The length of Claude 3.7 Sonnet scratchpads can be controlled, and it was also the case for the early snapshot I used in these experiments, though all scratchpads used here had a relatively high thinking budget. I think the experiments here mostly rule out the position some people had that there would be a lot of hidden reasoning even with relatively mild length control because English is very inefficient compare to steganography.
I agree it would be interesting to run the same experiments on scratchpads with a smaller thinking budget.
I agree paraphrasing using Claude 3.5 Sonnet is not ideal, and I’d be curious to see what results would be when paraphrasing with other models. Just noting that you need to make sure the models are smart enough to agree to paraphrase long text (it was very hard to get Claude 3.5 Haiku to actually do that, which is why I gave up and focused on Claude 3.5 Sonnet paraphrases). I am not very worried: I’d be very surprised if Claude 3.5 Sonnet was able to learn/recognize and keep the encoded reasoning Claude 3.7 Sonnet uses. But I am curious how the exact paraphrasing scheme used (both the model and the prompt) influences performance.
I agree some form of obfuscation is plausible in these scenarios and Deepseek was trained against a strong CoT monitor + outcome-based feedback that would have been more interesting to study than math.

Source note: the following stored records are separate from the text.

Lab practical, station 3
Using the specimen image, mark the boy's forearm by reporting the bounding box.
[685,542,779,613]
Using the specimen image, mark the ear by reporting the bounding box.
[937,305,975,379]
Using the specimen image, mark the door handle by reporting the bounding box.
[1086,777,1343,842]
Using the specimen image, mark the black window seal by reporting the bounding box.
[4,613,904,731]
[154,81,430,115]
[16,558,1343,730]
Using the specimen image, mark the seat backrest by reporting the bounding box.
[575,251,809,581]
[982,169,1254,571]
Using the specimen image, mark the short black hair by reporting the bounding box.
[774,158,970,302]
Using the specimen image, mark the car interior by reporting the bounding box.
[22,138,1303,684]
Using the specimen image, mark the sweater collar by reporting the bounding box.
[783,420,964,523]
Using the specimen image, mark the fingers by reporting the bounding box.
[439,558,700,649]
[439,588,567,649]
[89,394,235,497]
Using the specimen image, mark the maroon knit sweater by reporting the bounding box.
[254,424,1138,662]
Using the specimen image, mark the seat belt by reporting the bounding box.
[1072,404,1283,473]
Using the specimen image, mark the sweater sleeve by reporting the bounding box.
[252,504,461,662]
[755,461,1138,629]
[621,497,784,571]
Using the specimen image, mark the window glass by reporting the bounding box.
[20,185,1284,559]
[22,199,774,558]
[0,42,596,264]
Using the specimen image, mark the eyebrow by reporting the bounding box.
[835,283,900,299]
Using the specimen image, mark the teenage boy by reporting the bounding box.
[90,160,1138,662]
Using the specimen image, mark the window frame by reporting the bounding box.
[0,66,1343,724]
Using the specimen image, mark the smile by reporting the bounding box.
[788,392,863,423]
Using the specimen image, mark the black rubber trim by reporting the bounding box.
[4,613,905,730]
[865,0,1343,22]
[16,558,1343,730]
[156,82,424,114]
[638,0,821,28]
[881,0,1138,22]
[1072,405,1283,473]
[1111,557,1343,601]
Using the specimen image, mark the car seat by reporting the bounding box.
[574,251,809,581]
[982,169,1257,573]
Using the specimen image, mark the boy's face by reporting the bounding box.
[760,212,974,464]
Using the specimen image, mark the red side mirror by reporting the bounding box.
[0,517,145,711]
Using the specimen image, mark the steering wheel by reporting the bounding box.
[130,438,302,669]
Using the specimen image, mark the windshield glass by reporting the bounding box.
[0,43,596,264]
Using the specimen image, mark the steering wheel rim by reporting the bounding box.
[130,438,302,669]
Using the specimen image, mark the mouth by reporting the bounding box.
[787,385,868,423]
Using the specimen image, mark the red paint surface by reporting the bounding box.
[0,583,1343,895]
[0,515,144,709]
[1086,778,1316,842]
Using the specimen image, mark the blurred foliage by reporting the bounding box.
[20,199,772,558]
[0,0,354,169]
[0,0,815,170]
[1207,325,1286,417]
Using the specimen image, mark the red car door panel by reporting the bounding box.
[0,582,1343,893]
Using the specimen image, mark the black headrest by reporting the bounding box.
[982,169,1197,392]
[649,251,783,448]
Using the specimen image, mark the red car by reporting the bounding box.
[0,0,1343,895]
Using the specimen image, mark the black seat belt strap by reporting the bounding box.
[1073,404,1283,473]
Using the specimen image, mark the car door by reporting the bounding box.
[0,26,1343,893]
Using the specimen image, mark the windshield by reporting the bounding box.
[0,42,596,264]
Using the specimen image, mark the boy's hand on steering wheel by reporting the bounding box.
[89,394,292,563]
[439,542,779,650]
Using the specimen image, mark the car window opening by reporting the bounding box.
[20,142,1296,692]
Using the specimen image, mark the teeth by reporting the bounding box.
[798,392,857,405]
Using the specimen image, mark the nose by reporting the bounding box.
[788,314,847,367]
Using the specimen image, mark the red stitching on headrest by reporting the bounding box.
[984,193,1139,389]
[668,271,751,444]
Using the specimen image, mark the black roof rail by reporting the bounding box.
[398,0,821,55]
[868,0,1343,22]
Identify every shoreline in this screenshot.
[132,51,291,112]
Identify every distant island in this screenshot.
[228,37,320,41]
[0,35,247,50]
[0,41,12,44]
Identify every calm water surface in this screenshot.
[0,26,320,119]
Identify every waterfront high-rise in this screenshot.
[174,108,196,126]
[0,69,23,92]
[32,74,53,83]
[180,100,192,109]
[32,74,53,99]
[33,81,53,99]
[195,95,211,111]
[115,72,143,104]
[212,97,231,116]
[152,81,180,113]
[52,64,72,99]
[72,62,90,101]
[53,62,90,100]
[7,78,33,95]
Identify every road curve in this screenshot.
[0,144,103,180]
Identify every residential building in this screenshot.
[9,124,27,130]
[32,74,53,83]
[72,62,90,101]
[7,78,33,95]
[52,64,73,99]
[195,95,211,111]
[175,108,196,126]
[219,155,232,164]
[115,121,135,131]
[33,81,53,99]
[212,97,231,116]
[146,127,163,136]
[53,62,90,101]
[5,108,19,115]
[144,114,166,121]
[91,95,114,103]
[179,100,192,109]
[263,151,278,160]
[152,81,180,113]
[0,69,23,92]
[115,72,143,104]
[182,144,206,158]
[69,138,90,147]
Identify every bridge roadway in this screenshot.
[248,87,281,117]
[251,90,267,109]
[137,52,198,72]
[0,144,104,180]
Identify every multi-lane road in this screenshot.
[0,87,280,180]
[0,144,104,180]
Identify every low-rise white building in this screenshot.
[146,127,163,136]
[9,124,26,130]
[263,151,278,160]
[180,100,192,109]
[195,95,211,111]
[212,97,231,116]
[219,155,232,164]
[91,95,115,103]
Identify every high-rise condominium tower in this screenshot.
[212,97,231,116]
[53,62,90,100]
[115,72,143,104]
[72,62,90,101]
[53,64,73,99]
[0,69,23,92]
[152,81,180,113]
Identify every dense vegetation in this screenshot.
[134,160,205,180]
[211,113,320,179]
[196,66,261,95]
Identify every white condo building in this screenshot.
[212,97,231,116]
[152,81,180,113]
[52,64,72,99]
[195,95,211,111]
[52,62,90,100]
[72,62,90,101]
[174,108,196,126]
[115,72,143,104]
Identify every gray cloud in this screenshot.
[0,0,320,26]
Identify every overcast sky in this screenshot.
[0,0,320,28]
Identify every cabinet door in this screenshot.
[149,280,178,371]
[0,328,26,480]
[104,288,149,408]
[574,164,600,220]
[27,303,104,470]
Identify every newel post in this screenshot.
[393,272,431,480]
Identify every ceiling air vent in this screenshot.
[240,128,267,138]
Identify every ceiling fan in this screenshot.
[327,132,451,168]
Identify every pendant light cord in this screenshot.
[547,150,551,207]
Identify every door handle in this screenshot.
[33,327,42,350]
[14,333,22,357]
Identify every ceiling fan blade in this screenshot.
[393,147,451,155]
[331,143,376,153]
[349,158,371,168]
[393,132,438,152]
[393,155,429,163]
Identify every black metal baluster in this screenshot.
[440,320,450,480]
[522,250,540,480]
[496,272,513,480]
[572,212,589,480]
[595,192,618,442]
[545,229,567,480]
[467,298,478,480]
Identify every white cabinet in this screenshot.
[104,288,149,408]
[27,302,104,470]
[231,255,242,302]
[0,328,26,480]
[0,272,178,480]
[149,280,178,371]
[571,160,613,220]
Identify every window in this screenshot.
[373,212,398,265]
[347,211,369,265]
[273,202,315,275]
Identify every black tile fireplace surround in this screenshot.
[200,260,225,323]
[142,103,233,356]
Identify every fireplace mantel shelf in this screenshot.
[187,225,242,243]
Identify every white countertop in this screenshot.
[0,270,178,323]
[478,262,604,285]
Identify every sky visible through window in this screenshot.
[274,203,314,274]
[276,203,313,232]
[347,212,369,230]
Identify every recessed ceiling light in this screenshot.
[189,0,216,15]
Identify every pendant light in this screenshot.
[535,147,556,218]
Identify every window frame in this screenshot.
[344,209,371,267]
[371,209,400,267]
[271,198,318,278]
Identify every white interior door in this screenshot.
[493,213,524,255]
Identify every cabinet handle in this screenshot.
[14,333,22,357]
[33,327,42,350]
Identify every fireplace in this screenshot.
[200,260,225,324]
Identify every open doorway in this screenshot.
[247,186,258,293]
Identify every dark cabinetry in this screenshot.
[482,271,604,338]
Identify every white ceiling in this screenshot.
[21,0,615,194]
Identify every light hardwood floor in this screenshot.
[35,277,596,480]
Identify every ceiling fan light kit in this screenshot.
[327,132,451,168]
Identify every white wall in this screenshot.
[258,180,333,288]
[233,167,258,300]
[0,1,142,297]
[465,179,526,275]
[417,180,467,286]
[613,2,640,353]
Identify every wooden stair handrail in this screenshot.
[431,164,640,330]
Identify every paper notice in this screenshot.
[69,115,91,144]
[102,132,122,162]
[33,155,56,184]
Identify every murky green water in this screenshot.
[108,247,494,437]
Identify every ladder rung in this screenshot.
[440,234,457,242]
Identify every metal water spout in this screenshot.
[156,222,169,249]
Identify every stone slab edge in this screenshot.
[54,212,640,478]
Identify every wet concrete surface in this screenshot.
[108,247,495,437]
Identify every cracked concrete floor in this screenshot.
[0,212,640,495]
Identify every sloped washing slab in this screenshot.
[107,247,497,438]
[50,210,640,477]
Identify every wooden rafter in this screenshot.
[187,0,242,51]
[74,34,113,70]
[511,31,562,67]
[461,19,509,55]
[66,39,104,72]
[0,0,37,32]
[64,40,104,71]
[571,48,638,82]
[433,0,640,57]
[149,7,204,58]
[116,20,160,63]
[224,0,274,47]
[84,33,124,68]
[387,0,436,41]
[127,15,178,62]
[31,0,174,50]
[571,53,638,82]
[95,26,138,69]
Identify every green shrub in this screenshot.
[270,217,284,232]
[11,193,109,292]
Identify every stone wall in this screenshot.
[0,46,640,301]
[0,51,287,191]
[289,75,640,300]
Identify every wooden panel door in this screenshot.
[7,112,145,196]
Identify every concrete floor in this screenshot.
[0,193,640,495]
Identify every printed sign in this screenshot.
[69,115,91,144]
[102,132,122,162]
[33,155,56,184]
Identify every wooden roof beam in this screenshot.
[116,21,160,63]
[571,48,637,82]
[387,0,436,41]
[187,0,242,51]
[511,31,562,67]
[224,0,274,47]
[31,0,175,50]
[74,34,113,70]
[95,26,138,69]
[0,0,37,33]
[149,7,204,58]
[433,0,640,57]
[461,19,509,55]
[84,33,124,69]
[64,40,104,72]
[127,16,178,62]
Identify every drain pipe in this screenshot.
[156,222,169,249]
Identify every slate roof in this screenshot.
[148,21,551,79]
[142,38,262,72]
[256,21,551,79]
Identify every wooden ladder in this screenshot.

My intuition for why Math is still interesting: AI companies (e.g. Deepseek / OpenAI) will do A LOT of RL on math / programming. How likely encoded reasoning is to emerge is a function of how much RL you do on a given task, and how strong incentives for encoded reasoning are. Currently people don’t seem to be doing much optimization against CoT in big reasoning RL, but they are doing lots of RL in settings where encoded reasoning may have been incentivized because English might be inefficient (in length and expressiveness). Therefore, the big reasoning RL tasks like math are where encoded reasoning is among the most likely tasks to be observed if models learned encoded reasoning during RL.